Por Natasha Schiebel
Anualmente, a Associação Brasileira de Treinamento e Desenvolvimento (ABTD) e a Integração Escola de Negócios realizam a pesquisa O panorama do treinamento no Brasil. Em 2021, ano de sua 15ª edição, o levantamento trouxe reflexões importantes sobre o momento da educação corporativa no país e também sobre o impacto da pandemia na área, já que a pesquisa começou a ser respondida em outubro do ano passado.
Um olhar atento ao que o estudo revela pode ajudá-lo a tomar decisões melhores em termos de T&D. E é justamente isso que fazemos a seguir, com a ajuda de Fernando Cardoso, sócio-diretor da Integração Escola de Negócios, especialista em treinamento e desenvolvimento e autor do livro Gestores de e-learning.

Além de analisar as principais descobertas da pesquisa que coordena, Cardoso também responde dúvidas de assinantes Premium VendaMais e deixa boas recomendações para quem quer aprimorar seus processos de treinamento e desenvolvimento.
Confira a pesquisa na íntegra bit.ly/pesquisa-abtd-2021
VendaMais – O que mais chamou sua atenção nesta edição na pesquisa?
Fernando Cardoso – Vou destacar e comentar alguns pontos.
1) A pandemia impactou o orçamento de T&D
Os orçamentos de T&D de 2020 estavam maiores que os de 2019 em 20%. Porém, com o início da pandemia, o orçamento foi revisado para baixo em empresas de todos os setores.

2) A carga horária de treinamento não reduziu
Em 2018, foram oferecidas 18 horas anuais de treinamento por colaborador.
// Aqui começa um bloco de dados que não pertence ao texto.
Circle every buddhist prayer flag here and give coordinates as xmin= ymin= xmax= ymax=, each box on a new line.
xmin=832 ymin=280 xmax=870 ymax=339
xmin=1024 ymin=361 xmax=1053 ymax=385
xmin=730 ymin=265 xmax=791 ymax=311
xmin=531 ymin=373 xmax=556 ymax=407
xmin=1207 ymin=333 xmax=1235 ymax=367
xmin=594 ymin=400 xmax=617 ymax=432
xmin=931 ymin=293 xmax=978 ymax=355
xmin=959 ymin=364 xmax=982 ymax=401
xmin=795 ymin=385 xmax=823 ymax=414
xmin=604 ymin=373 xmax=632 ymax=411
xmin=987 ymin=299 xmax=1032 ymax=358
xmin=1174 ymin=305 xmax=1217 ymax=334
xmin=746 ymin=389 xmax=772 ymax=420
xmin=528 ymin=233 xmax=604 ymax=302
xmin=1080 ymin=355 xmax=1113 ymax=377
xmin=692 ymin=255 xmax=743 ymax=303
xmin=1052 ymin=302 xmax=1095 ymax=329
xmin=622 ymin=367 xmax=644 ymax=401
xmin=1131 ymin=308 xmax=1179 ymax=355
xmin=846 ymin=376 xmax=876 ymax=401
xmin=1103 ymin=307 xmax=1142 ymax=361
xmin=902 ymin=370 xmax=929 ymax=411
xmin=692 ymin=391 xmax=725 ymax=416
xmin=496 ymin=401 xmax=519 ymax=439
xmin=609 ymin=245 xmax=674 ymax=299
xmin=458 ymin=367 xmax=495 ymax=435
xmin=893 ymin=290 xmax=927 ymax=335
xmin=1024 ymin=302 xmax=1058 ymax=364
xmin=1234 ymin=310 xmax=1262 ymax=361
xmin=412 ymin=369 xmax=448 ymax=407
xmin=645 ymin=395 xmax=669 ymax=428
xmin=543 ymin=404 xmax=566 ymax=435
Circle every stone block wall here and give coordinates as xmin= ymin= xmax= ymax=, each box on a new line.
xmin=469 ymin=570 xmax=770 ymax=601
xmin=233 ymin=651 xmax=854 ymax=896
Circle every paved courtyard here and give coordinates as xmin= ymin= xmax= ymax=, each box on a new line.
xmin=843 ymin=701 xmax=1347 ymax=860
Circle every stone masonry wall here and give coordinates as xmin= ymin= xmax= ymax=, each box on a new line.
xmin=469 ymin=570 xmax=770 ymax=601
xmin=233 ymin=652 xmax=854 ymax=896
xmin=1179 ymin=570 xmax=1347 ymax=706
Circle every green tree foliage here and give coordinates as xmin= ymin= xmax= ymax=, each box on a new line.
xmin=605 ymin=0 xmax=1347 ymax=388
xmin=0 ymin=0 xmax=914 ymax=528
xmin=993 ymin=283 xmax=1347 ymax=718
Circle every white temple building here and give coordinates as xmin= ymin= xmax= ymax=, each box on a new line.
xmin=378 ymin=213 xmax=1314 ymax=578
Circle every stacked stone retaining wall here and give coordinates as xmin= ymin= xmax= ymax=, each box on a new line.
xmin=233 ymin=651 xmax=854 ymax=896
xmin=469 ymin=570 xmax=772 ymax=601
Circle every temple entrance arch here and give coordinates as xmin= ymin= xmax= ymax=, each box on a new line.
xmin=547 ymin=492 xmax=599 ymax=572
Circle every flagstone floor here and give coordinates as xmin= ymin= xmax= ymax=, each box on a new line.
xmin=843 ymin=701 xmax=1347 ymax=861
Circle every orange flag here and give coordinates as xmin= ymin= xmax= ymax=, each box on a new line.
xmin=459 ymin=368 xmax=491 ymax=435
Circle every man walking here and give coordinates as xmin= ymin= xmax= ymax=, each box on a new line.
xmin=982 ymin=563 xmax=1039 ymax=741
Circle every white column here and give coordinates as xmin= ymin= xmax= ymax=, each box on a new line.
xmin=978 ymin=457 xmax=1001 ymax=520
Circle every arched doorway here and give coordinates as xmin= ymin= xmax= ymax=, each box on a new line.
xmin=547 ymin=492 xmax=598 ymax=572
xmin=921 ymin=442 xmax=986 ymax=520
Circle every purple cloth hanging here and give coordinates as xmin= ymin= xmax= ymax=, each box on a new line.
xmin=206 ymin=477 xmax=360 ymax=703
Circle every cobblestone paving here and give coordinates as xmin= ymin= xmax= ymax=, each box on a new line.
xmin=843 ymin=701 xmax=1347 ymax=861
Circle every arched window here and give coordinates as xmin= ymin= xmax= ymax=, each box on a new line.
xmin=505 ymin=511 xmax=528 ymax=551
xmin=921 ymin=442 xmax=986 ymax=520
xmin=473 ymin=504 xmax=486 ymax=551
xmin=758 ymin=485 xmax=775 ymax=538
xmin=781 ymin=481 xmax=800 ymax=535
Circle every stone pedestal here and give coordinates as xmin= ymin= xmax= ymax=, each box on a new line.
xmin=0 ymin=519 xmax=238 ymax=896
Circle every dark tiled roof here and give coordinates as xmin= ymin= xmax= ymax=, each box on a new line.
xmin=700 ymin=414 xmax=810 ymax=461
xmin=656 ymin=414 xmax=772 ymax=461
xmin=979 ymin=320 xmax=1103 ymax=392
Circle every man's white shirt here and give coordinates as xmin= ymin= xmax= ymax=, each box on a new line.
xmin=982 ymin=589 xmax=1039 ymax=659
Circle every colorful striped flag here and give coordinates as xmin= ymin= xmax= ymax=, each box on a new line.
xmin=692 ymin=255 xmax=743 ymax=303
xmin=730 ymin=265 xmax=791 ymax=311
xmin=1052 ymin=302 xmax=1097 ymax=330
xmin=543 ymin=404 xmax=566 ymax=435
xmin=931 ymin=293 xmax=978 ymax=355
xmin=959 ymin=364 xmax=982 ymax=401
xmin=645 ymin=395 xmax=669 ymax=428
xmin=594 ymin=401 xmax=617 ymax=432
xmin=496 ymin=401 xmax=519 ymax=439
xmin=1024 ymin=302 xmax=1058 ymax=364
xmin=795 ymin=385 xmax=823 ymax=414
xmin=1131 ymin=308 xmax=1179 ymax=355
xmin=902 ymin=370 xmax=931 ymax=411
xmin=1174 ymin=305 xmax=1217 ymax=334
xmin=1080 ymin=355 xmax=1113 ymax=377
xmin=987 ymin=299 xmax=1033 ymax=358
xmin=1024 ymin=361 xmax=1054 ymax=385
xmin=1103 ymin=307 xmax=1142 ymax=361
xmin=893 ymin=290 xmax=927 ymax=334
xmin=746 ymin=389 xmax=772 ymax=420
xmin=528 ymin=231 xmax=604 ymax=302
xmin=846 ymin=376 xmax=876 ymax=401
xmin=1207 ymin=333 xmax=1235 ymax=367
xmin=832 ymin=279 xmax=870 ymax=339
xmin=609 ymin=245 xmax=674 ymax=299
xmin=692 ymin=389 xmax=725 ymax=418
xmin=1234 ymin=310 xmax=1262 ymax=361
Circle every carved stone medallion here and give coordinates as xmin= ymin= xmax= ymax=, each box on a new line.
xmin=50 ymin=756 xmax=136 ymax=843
Em 2019, foram 15 horas. Em 2020, o volume de hora por colaborador passou a 19h. Ou seja, aumentou.
Nossa hipótese é que houve mais disponibilidade das pessoas em função da pandemia, redução de volume de trabalho, home office, muita demanda por questões emocionais e muito online e ao vivo.
Entrevistamos assinantes Premium VendaMais que também relataram que treinaram mais a equipe no ano passado. Uma das justificativas foi que como a equipe estava afastada, eles precisavam oferecer atividades que contribuíssem para o engajamento a distância. E iniciativas de treinamento acabaram entrando nessa conta. Ou seja, muda um pouco o perfil do treinamento, mas a quantidade de horas se intensifica…
Exatamente. É interessante porque as equipes ficaram mais distantes e com uma necessidade de estarem mais próximas; passou a existir uma demanda emergente de equalizar o time, amenizar as emoções, aproximar, criar energia do grupo etc. O treinamento é uma ótima ferramenta pra isso.
Além disso, é impossível não mencionar o fato de que a educação a distância foi turbinada, e a gente viveu uma década em um ano de evolução cultural.
A estrelinha do a distância foi a aula ao vivo. As lives, as masterclass, ganharam muita utilidade. Ninguém conhecia o Zoom até o começo do ano passado, e ele se tornou gigante. Certamente o pós-pandemia não vai ser igual ao pré-pandemia, principalmente para a área de vendas, que tem essa característica de estar dispersa regionalmente. Está todo mundo espalhado, custa uma fortuna reunira equipe. Mas o presencial não vai acabar, só será um pouco menos frequente, ou somado a isso vão ter dezenas de encontros e aulas virtuais.
A solução mista – presencial com EAD –, que já era uma tendência, vai se fortalecer. Você pode fazer um programa todo com aulas ao vivo, autotreinamento e fechar com presencial, fazer dois encontros. Então você começa a mexer nessa balança, a mesclar.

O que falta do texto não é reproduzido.